Using Chile's Very Large Telescope Interferometer, scientists have peered into the "amniotic sac" of a still-forming star that is host to at least one protoplanet, giving them a glimpse of conditions that may mirror those at the formation of our own planetary system. The findings were published Monday in the Monthly Notices of the Royal Astronomical Society.
"Nobody has ever been able to probe this close to a star that is still forming and which also has at least one planet so close in," said lead author Dr Ignacio Mendigutía, of the School of Physics and Astronomy at the University of Leeds, in a statement. "We have been able to detect for the first time emission from the innermost part of the disk of gas that surrounds the central star."
The young star, called HD 100546, is 325 light-years from Earth.

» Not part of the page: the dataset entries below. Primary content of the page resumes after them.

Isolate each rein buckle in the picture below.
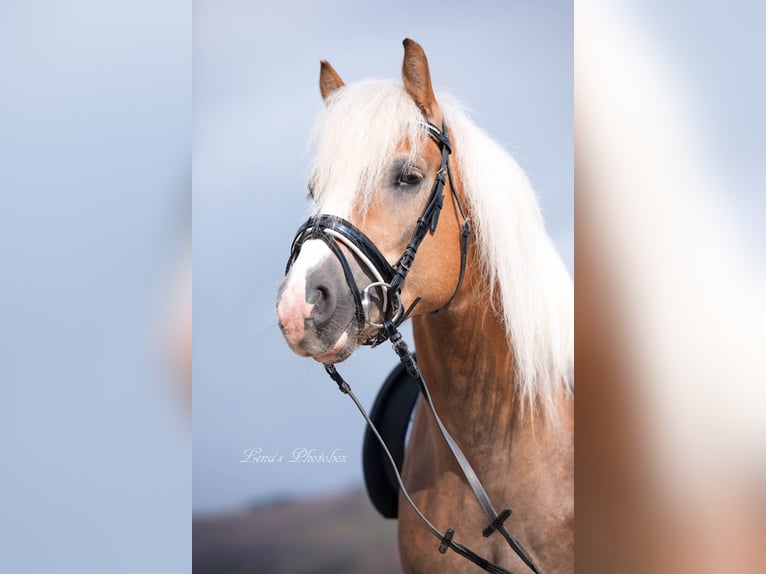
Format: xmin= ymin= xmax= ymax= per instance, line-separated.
xmin=482 ymin=508 xmax=513 ymax=538
xmin=438 ymin=528 xmax=455 ymax=554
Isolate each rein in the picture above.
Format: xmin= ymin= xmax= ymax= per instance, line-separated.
xmin=285 ymin=121 xmax=541 ymax=574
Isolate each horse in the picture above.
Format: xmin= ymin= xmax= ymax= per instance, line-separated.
xmin=276 ymin=39 xmax=573 ymax=574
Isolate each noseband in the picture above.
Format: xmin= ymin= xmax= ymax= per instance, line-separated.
xmin=285 ymin=121 xmax=470 ymax=346
xmin=283 ymin=120 xmax=541 ymax=574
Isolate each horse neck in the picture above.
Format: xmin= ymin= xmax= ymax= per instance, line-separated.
xmin=410 ymin=267 xmax=521 ymax=449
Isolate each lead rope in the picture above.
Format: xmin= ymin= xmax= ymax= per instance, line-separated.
xmin=323 ymin=320 xmax=542 ymax=574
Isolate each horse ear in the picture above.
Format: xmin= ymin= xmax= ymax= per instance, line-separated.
xmin=401 ymin=38 xmax=439 ymax=121
xmin=319 ymin=60 xmax=345 ymax=102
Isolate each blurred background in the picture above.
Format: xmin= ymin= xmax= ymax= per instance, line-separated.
xmin=0 ymin=1 xmax=190 ymax=573
xmin=577 ymin=0 xmax=766 ymax=571
xmin=193 ymin=1 xmax=572 ymax=571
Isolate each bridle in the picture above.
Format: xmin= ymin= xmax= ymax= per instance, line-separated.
xmin=286 ymin=121 xmax=470 ymax=346
xmin=284 ymin=120 xmax=541 ymax=574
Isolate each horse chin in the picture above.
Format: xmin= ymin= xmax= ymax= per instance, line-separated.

Coauthor Rene Oudmaijer, also from Leeds, said that observing it was a challenge "similar to trying to observe something the size of a pinhead from 100 kilometers away."
HD 100546 is surrounded by a disk of gas and dust called a protoplanetary disk, in which planets are formed. Disks like these are common, but this one is odd in a couple ways. For one, it has a big empty gap in it.
"We suggest that the gravitational influence of the still-forming planet -- or possibly planets -- in the gap could be boosting a transfer of material from the gas-rich outer part of the disk to the inner regions," Mendigutía said.
What's more, it is exceedingly rare to find a system that has both a gap and a planet within the protoplanetary disk. The only other known example is in a system in which the gap is ten times further from the parent star.
"With our observations of the inner disk of gas in the HD 100546 system, we are beginning to understand the earliest life of planet-hosting stars on a scale that is comparable to our solar system," said Oudmaijer.